I found the script in the windows file system and when I opened it, I could see the code below.
It appears that the file was cypher but it is not a normal Base64 encryption... Staring at the file I found some strings at the bottom of the file which they were not cyphered...
We know that Base64 uses a character to indicate padding which is often "=". In the picture above we can see a lot of "==" characters followed by "-". It is as if it were not a unique string cyphered, but multiples strings coded one by one and separated by "-"... could this be possible?
In this website www.base64decode.org we can decode Base64 strings. If we decode the Base64 string "Jw==" we can see it corresponds to the ASCII string " ' ". If for example we decode the Base64 string "DQ==" we can see it corresponds to the ASCII string " d "... Ok, we know how to decode the script... Each Base64 string is separated with an "-" and corresponds to a single character. But how can we decode it quickly?
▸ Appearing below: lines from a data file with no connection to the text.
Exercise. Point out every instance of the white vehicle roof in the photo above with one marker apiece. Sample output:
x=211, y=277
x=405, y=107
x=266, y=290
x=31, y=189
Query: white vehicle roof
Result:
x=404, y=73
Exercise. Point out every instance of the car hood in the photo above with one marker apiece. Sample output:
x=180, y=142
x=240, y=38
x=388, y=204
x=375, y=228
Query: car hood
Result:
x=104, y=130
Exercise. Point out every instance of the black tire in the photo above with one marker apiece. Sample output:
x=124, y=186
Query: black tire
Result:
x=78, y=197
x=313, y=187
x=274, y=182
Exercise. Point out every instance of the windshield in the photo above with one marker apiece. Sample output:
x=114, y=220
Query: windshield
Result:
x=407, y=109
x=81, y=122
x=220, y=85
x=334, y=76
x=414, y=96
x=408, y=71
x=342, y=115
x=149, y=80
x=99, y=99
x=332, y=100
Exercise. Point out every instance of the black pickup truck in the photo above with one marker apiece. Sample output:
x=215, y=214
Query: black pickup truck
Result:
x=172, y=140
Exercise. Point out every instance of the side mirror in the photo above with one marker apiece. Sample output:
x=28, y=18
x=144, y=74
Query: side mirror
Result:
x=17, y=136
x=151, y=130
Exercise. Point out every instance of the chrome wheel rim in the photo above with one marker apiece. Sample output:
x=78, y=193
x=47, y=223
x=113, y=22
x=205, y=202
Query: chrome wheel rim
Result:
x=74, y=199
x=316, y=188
The first thing I thought was to make another script to decode the first one but I chose to get there another way... If used the notepad to replace the character " - " for a line spacing, I would have a document with one line for each Base64 string like in the picture below.
Now, we can decode all coded strings by just executing a Linux command.
base64 -d script_to_decode.vbs
We can see the entire script uncoded and now we can continue researching the malware behaviour. Reading the code, I could say that this script is used to connect with the command and control server in order to download instructions and upload data from the infected computer.
To continue researching the malware, we could change the hostname for another one where we would have a computer listening on the port 8088. We will receive the HTTP GET or POST petitions from the infected computer. Doing that, we would know what commands are used in this Botnet without the requirement of doing an advanced static analysis.